Monday, January 9, 2012

Royal Hospital Chelsea

One of the treasures of my neighborhood of Chelsea, is the Royal Hospital Chelsea which is only a couple minutes walk from my house. Built in the late 17th century under the direction of Charles II, its architect is the infamous Sir Christopher Wren, who built 54 London churches and other significant buildings including St.Paul's Cathedral.

Situated over 66 acres and adjacent to the Embankment of the Thames River, 

the grounds are a delightful place to stroll

and also the location of the annual Chelsea Flower Show every spring.

Charles II had the Royal Hospital Chelsea built as a home for soldiers who were unfit for duty due to old age or injury. It still exists today 300 years later as a home for retired soldiers who meet certain requirements.

To be a Chelsea Pensioner, upon entry, one must surrender their Army pension, and in exchange they are provided with lodging, uniforms, food, and medical care for their lifetime.

Not a "hospital" in the strictest terms, but a place of "hospitality," the pensioners in scarlet must  be free from obligation to support a wife or children, and normally be 65 years of age.

They are organized into three companies, each under the care of a Captain, and still adhere to a semblance of military order. Each Sunday morning, representatives gather for the Governor's Parade immediately preceding worship services in the Chapel.

It's a moving and fascinating parade, which you won't quickly forget.

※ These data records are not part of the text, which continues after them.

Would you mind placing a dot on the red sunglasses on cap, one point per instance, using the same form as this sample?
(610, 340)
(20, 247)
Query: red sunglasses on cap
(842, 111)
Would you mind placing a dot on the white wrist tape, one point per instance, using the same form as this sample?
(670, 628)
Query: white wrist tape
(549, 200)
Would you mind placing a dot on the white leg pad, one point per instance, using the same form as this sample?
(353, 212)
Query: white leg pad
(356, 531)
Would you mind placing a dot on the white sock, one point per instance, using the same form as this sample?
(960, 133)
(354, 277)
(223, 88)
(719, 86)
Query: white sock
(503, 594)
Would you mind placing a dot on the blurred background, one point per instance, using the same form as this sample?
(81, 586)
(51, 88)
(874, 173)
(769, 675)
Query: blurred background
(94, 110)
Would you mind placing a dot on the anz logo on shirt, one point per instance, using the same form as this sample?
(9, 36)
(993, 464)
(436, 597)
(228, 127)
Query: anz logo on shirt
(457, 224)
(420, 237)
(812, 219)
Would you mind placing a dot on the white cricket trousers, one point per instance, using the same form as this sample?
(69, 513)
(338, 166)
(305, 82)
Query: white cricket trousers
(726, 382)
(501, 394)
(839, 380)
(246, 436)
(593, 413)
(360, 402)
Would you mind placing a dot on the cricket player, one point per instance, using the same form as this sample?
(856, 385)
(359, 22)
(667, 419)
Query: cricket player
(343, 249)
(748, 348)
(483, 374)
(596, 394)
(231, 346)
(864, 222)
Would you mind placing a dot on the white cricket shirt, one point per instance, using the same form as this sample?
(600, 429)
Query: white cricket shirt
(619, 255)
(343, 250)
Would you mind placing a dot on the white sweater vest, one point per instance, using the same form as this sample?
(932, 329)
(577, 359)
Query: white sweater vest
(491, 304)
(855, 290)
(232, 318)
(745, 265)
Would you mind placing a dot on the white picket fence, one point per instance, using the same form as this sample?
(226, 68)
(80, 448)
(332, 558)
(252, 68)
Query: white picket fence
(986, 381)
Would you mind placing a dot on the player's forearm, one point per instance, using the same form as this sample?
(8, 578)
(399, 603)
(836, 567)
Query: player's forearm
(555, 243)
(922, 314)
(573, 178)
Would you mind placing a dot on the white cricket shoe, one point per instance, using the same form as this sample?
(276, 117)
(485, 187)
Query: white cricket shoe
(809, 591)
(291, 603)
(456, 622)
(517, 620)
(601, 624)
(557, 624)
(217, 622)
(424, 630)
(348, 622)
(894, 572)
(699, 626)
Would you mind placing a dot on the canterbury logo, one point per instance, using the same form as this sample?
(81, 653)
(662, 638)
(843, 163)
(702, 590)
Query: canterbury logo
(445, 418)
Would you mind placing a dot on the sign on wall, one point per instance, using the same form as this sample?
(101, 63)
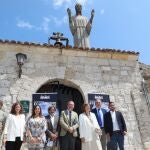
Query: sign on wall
(103, 97)
(44, 100)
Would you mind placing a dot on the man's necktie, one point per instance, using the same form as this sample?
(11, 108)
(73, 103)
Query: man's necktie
(69, 118)
(99, 118)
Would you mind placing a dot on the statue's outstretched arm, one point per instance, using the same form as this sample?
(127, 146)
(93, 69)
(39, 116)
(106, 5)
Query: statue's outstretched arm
(89, 24)
(71, 23)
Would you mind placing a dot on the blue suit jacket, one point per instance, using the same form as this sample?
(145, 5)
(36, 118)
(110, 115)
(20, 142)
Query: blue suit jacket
(95, 112)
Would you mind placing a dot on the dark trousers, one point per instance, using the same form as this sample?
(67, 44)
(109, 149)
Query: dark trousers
(14, 145)
(67, 142)
(117, 139)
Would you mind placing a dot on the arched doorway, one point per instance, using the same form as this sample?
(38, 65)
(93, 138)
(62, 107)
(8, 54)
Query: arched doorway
(65, 93)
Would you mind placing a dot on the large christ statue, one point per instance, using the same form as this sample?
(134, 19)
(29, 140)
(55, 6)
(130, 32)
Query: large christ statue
(80, 27)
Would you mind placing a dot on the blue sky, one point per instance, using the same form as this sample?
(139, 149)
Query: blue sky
(118, 24)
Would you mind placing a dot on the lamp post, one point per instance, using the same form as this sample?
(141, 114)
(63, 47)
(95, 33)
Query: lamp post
(20, 60)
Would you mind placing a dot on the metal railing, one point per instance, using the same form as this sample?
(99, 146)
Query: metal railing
(146, 94)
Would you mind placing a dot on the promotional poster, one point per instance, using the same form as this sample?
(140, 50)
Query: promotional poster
(44, 100)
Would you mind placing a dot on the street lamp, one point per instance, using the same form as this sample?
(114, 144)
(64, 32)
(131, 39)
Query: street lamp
(20, 60)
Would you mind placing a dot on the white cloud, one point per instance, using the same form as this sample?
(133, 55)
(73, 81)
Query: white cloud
(82, 2)
(45, 24)
(24, 24)
(59, 3)
(58, 21)
(102, 11)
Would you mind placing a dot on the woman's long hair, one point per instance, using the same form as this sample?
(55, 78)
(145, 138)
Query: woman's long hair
(13, 111)
(33, 111)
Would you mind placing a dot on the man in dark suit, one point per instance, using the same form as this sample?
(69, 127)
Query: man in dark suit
(52, 129)
(69, 124)
(99, 113)
(115, 127)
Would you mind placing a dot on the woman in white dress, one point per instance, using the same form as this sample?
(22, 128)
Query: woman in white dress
(89, 129)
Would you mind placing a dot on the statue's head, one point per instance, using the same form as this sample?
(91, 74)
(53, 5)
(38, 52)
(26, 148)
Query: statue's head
(78, 8)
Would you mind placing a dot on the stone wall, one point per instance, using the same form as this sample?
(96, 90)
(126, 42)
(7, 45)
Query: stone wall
(113, 73)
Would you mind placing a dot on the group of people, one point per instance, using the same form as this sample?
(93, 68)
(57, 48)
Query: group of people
(97, 128)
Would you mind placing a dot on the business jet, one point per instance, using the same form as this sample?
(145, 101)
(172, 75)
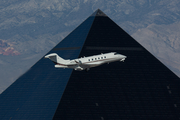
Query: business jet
(85, 63)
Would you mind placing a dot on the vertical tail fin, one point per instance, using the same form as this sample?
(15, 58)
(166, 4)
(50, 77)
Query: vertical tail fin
(55, 58)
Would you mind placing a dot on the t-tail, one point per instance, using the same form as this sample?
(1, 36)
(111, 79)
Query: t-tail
(56, 59)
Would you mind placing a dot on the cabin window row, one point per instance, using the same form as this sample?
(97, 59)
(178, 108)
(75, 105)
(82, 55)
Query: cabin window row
(97, 58)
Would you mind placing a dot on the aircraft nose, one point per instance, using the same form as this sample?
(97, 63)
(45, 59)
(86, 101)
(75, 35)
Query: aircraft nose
(123, 56)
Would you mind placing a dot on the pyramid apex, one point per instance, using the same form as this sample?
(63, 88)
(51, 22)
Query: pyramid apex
(98, 12)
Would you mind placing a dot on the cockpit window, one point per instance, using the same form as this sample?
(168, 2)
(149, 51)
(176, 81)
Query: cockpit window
(116, 53)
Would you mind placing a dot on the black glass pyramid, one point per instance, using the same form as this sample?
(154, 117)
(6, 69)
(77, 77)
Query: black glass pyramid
(141, 88)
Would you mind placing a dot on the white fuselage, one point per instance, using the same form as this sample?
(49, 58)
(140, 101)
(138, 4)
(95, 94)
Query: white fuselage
(91, 61)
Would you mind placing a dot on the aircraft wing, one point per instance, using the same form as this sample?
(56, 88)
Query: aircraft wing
(83, 65)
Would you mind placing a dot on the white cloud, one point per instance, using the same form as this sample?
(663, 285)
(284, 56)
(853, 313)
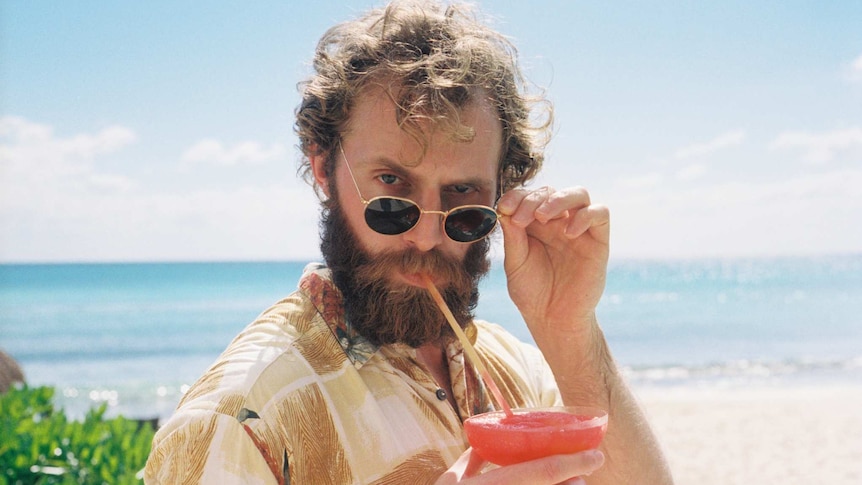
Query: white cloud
(701, 149)
(691, 172)
(821, 147)
(812, 213)
(57, 203)
(34, 145)
(215, 152)
(38, 166)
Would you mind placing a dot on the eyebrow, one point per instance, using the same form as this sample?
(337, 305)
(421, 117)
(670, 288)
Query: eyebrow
(385, 163)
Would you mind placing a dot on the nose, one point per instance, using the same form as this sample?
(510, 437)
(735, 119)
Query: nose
(428, 232)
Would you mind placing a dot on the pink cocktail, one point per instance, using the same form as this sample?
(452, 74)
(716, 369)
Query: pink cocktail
(535, 433)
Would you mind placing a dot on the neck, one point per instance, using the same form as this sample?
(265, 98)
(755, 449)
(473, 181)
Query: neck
(434, 358)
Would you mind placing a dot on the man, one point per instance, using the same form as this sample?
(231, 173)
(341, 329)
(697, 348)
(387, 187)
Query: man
(413, 127)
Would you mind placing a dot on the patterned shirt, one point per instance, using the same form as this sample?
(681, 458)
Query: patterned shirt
(298, 398)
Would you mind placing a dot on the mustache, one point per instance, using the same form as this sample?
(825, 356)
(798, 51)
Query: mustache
(433, 263)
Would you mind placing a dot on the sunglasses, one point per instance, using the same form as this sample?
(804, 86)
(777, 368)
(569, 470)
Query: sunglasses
(397, 215)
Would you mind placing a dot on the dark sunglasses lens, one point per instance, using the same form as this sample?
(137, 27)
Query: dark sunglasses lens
(470, 223)
(391, 216)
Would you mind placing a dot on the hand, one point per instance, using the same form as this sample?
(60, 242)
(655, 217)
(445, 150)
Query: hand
(552, 470)
(556, 252)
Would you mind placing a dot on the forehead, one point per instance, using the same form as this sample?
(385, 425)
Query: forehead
(374, 134)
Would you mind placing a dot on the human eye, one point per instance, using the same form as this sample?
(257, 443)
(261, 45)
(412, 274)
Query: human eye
(389, 179)
(463, 189)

Each pensioner is given a 9x9 foot berth as their home,

which is just enough room for a few personal things, including some storage, TV,

bed and desk. Meals are taken together as a group several times a day.

They also have their own pub and recreational area.

Because my friends and I enjoy their company so much, we went for a visit one rainy day, when we lucked into meeting up with Paddy Fox, a real "charmer" at the young age of 78, who delighted us with stories of his home country of Ireland and life as a pensioner. Having been at the Royal Hospital since 2001, he has served 35 years in the cavalry.

Paddy must have taken a liking to us too, because he took us into his apartment and tried on his scarlet coat for us to see. With extra responsibilities at the Hospital, he lives in one of the larger apartments that are available for a few lucky guys.

We also toured the beautiful chapel which was consecrated in 1691,

gazed at the magnificent painting of the Resurrection by Sebastiano Ricci,

listened to the incredible organ

and visited with one of the handful of women pensioners who was happy to tell us all about the chapel. It was only in March of 2009 that any women were allowed to become pensioners. It's been very amusing to me to visit with the pensioners while I've lived there, both before and after women were admitted, to hear of their reluctance to accept women at first, and their eventual "warming up" to the idea. How would you like to be one of the 2 or 3 women living with over 300 eligible bachelors??

If you are ever in the area on a Sunday morning, I encourage you to attend services there in the chapel. They have an amazing professional choir whose voices are angelic, you will mix and meet with the locals in the area, as well as the pensioners, and if you're lucky like we were last year, you might see Margaret Thatcher, because this is her home church when she feels up to coming.

A few parting glimpses, this is the Great Hall where the pensioners take their meals

and here's the hallway of one of the wards where they live. One of the directors allowed us a quick peek. You can see that their distinguished uniforms hang on the outside of their doors.

You will also find quite a few modernized modes of transportation--scooters lined up along the hallways.

It's been one of the true serendipities of living in this neighborhood to encounter these charming gentlemen on the streets as they make their way to the stores and to do a bit of shopping. They seem to cherish every moment you spend talking with them, and they never fail to delight you with their stories and their generosity with hugs.
May their roads be filled with gratitude for the service and sacrifices they have made for their country. 
I salute them!


    Thank you so much for the wonderful photos and for sharing all the information. These man are heros and it's wonderful that they are provided for and respected.

  2. You are so lucky to observe all this history in England, Debi ~ and we are so lucky to see and read about it from you! Thank you so much! I am told that some of my ancestors came from England, so that makes it that more poignant for me, I guess.
    Hugs, Lou

  3. How beautiful a way to spend your retired years...and so lively in RED!! The rooms look comfortable and give the pensioners a purpose. I love the dining pretty with all the lamps and checkered flooring!! Loved seeing you there too. Interesting post, Deb!!

  4. Oh, Debi....what a wonder this hospital is and I can't tell you how much you have educated and delighted me with all the nooks and crannies you have revealed of this amazing city and country. I assume this visit was by invitation or is it that they regularly get visitors? Thank you so much for sharing!

  5. Debi, this is really an amazing post. I've never had a glimpse of what life inside the Hospital is like – how fortunate you are to have toured it and met with the wonderful inhabitants. The Chapel and Great Hall are works of art!

    – g

  6. What a wonderful post! What a special place! How lucky they are to have you close by.